Added in version 1.3 of package megaparsack-lib.

Returns a parser that parses a single character.

Added in version 1.3 of package megaparsack-lib.

Parses an alphabetic letter, as determined by char-alphabetic?.

Parses a single digit, as determined by char-numeric?.

Parses a symbolic character, as determined by char-symbolic?.

Parses a single whitespace character, as determined by char-whitespace? or char-blank?.

Parses a sequence of digits as an integer. Does not handle negative numbers or numeric separators.

procedure

(string/p str)  (parser/c char? string?)

  str : string?
Parses a sequence of characters that is case-insensitively equal to str and returns str as its result.

procedure

(string-ci/p str)  (parser/c char? string?)

  str : string?
Parses a sequence of characters equal to str (as determined by char-ci=?) and returns str as its result.

Added in version 1.3 of package megaparsack-lib.

5.3 Parsing with parser-tools/lex

 (require megaparsack/parser-tools/lex)
  package: megaparsack-parser-tools

Sometimes it is useful to run a lexing pass over an input stream before parsing, in which case megaparsack/text is not appropriate. The parser-tools package provides the parser-tools/lex library, which implements a lexer that produces tokens.

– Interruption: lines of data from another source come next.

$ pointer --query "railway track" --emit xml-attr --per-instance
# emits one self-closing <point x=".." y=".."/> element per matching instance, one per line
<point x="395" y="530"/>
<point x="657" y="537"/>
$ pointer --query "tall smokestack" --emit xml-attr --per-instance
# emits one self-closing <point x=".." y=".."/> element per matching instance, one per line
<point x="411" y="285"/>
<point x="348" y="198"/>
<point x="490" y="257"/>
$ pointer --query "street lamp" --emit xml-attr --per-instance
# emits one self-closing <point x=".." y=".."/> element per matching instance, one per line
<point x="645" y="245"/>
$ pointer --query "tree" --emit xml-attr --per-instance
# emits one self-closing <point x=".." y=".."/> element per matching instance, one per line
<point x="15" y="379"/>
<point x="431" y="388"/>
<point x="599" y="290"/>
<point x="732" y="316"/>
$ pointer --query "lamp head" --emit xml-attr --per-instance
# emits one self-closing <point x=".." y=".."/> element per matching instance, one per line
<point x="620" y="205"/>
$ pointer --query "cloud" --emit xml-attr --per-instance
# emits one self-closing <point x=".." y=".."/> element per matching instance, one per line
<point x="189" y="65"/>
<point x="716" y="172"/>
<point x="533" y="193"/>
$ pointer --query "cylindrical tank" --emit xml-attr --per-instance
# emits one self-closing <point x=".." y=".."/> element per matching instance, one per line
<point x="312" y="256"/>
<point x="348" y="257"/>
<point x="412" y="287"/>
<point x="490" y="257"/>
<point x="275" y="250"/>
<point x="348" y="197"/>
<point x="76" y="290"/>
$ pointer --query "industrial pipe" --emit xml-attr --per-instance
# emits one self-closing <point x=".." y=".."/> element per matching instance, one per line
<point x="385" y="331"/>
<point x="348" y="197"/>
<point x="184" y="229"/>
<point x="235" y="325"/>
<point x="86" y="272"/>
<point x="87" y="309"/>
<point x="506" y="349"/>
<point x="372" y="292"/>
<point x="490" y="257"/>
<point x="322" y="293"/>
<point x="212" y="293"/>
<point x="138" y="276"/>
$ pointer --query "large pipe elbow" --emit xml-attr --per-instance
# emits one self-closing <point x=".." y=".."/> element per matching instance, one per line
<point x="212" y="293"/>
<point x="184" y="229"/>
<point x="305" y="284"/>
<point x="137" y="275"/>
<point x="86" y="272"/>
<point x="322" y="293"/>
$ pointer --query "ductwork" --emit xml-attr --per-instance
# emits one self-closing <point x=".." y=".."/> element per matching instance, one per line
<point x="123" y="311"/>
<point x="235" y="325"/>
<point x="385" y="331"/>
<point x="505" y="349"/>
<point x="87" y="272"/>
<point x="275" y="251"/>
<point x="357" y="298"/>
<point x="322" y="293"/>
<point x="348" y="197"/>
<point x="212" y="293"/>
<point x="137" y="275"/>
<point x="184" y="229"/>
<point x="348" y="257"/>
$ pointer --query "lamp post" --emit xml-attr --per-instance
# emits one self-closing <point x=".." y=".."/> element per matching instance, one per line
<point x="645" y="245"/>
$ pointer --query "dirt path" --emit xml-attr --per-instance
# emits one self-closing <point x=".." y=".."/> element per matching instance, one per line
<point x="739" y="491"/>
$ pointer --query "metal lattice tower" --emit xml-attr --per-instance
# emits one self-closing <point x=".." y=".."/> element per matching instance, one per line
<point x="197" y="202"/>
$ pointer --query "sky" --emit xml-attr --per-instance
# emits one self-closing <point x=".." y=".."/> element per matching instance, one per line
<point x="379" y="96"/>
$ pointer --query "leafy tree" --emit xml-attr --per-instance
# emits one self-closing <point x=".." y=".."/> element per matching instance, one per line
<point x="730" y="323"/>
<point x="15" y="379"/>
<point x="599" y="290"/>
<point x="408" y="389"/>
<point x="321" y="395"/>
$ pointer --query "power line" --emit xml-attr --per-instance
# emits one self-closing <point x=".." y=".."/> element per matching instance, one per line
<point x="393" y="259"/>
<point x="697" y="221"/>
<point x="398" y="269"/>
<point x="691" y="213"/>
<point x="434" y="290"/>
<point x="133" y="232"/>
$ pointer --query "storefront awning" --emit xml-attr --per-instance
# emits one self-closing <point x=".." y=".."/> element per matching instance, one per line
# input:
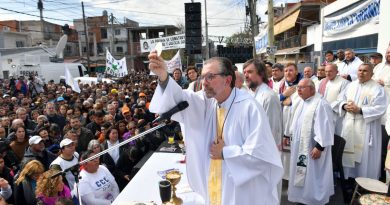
<point x="289" y="51"/>
<point x="286" y="23"/>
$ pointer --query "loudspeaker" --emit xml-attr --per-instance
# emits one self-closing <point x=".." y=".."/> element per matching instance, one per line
<point x="193" y="27"/>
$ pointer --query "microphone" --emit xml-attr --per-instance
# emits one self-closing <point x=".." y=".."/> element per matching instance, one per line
<point x="73" y="169"/>
<point x="167" y="115"/>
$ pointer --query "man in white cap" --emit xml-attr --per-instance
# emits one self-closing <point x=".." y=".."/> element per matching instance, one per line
<point x="68" y="157"/>
<point x="37" y="151"/>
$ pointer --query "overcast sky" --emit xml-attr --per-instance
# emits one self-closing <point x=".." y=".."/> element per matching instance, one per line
<point x="225" y="17"/>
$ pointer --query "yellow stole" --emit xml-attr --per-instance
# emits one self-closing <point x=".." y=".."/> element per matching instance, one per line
<point x="215" y="175"/>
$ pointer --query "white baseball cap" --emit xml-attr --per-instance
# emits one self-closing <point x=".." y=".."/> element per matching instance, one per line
<point x="35" y="140"/>
<point x="65" y="142"/>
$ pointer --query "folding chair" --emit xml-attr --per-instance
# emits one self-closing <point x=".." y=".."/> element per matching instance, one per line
<point x="337" y="159"/>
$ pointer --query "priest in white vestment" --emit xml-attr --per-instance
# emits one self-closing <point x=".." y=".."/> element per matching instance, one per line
<point x="349" y="68"/>
<point x="311" y="172"/>
<point x="332" y="88"/>
<point x="256" y="78"/>
<point x="287" y="96"/>
<point x="362" y="106"/>
<point x="382" y="76"/>
<point x="251" y="165"/>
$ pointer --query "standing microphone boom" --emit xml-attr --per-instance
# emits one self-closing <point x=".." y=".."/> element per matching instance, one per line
<point x="167" y="115"/>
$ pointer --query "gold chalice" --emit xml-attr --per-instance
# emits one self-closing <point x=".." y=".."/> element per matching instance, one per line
<point x="174" y="177"/>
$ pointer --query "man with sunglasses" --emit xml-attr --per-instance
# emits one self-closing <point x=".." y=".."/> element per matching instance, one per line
<point x="232" y="157"/>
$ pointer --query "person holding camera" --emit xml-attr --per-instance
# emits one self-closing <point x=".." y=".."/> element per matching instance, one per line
<point x="35" y="85"/>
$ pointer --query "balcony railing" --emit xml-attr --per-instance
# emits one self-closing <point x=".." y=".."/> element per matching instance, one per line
<point x="291" y="42"/>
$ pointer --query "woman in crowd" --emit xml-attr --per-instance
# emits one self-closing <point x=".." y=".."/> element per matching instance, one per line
<point x="92" y="176"/>
<point x="49" y="189"/>
<point x="121" y="128"/>
<point x="20" y="143"/>
<point x="25" y="184"/>
<point x="62" y="110"/>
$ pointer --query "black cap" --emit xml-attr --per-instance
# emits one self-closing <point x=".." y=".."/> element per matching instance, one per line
<point x="376" y="55"/>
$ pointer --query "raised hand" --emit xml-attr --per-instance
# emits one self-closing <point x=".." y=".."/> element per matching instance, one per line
<point x="157" y="66"/>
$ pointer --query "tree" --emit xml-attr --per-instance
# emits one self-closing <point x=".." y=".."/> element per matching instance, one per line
<point x="181" y="26"/>
<point x="239" y="39"/>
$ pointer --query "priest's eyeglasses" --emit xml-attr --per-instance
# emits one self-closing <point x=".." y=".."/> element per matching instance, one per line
<point x="209" y="76"/>
<point x="303" y="87"/>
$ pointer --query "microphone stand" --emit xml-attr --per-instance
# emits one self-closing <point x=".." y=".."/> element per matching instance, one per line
<point x="75" y="168"/>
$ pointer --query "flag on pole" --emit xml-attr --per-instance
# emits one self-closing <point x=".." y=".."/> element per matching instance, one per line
<point x="71" y="81"/>
<point x="174" y="63"/>
<point x="117" y="68"/>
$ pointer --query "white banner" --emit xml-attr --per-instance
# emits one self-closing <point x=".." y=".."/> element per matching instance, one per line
<point x="116" y="68"/>
<point x="261" y="41"/>
<point x="362" y="14"/>
<point x="170" y="42"/>
<point x="71" y="81"/>
<point x="175" y="62"/>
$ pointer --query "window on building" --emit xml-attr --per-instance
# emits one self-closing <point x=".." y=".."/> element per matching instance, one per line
<point x="68" y="49"/>
<point x="143" y="35"/>
<point x="161" y="34"/>
<point x="19" y="44"/>
<point x="119" y="49"/>
<point x="103" y="32"/>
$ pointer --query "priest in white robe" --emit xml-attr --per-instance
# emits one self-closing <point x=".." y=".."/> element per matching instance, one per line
<point x="256" y="78"/>
<point x="251" y="165"/>
<point x="362" y="106"/>
<point x="332" y="88"/>
<point x="311" y="172"/>
<point x="288" y="96"/>
<point x="382" y="76"/>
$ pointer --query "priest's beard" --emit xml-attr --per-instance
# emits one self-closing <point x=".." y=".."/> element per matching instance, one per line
<point x="210" y="92"/>
<point x="253" y="85"/>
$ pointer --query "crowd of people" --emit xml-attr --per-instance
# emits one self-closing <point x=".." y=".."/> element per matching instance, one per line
<point x="46" y="129"/>
<point x="305" y="113"/>
<point x="279" y="123"/>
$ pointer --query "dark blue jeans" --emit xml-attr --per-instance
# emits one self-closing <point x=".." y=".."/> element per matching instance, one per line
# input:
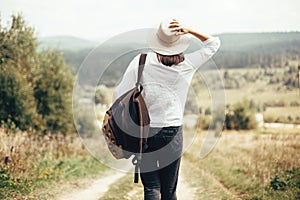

When using parser-tools/lex, use lexer-src-pos instead of lexer to enable the built-in source location tracking. This will produce a sequence of position-token elements, which can then be passed to parse-tokens and detected with token/p.

procedure

(parse-tokens parser tokens [source-name])  syntax?

  parser : parser?
  tokens : (listof position-token?)
  source-name : any/c = 'tokens
Parses a stream of tokens, tokens, produced from lexer-src-pos from parser-tools/lex.

procedure

(token/p name)  (parser/c (or/c symbol? token?) any/c)

  name : symbol?
Produces a parser that expects a single token with name, as produced by token-name.

5.4 Deprecated Forms and Functions

procedure

(many*/p parser)  (parser/c list?)

  parser : parser?

NOTE: This function is deprecated; use many/p, instead.

procedure

(many/sep*/p parser sep)  parser?

  parser : parser?
  sep : parser?

NOTE: This function is deprecated; use (many/p parser #:sep sep), instead.

procedure

(many/sep+/p parser sep)  parser?

  parser : parser?
  sep : parser?

NOTE: This function is deprecated; use (many+/p parser #:sep sep), instead.